The title track on the CD, neither from nor towards, is an extended rhapsody for baritone sax, clarinet, and piano written by Eric Honour.  This obsessive piece spends a lot of time spinning its wheels (in a good way) where the music is, indeed, neither from anywhere nor moving towards anywhere.  Long overlapping tones in the reeds and mid-range piano are broken by the occasional spiky piano accents in extreme registers.  Gradually a melody emerges and by the halfway point we are in a soaring, melodic section.  The soaring becomes frenetic, dies down, but then trashes around with one last outburst.  If you were to drop in on any single section of the piece, you might wonder how it all fits together.  But listening to the complete work, Eric Honour draws an excellent through-line.  The programming for this piece is perfect since it showcases not only the coloristic blend between the reeds but also the rhythmic punctuation possibilities found in earlier works.

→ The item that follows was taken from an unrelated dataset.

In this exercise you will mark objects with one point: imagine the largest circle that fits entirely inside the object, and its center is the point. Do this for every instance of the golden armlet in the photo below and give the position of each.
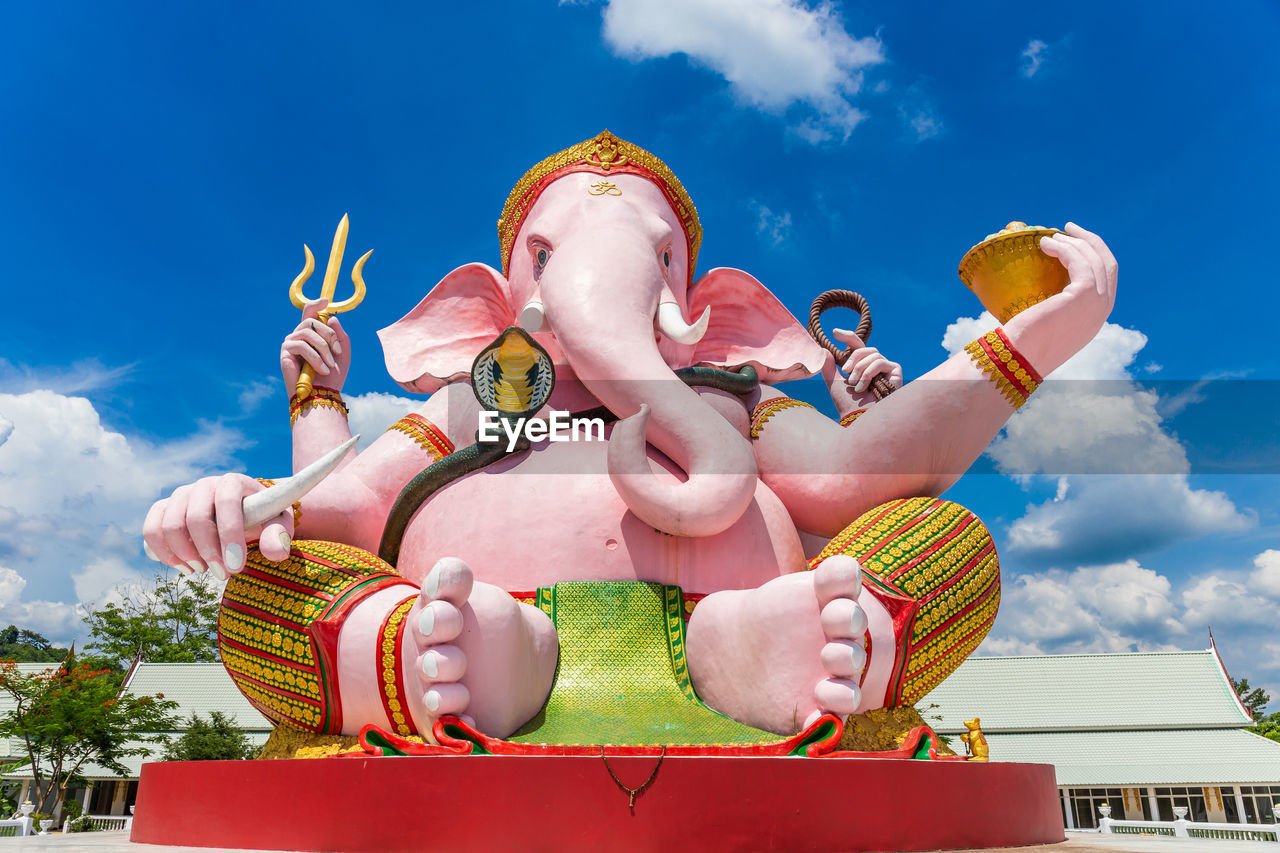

The only solo composition on the disc, Marco Antonio Mazzini’s Imprevisto sounds like music we aren’t really supposed to be hearing.  The slow unfolding work for clarinet gives the impression that we are eavesdropping on the performer while they worked out musical/emotional stuff.  This piece is haunting and captivating.  Refractions, by Kevin Walczyk, brings back some playful and bouncy music back to the disc.  The motoric repeated notes in the piano provide a platform for melodies and shapes in the alto sax and clarinet.  The energy is constantly pushing forward, even when the music slows and becomes more tender.  The light and springy material returns to close out the composition.

Finally, the Five Miniatures for baritone sax, bass clarinet, and piano by Fernando Benadon are delightfully quirky pieces that present a focal idea, perseverate upon said idea, and then vanish.  Niether of the five movements feels underwritten and, while one might hear how each idea could become longer, I think it would destroy the chiseled nature of these pieces.  There is a lot of fun and whimsy in their brevity, making this piece the perfect waft of light flavor after a satisfying meal.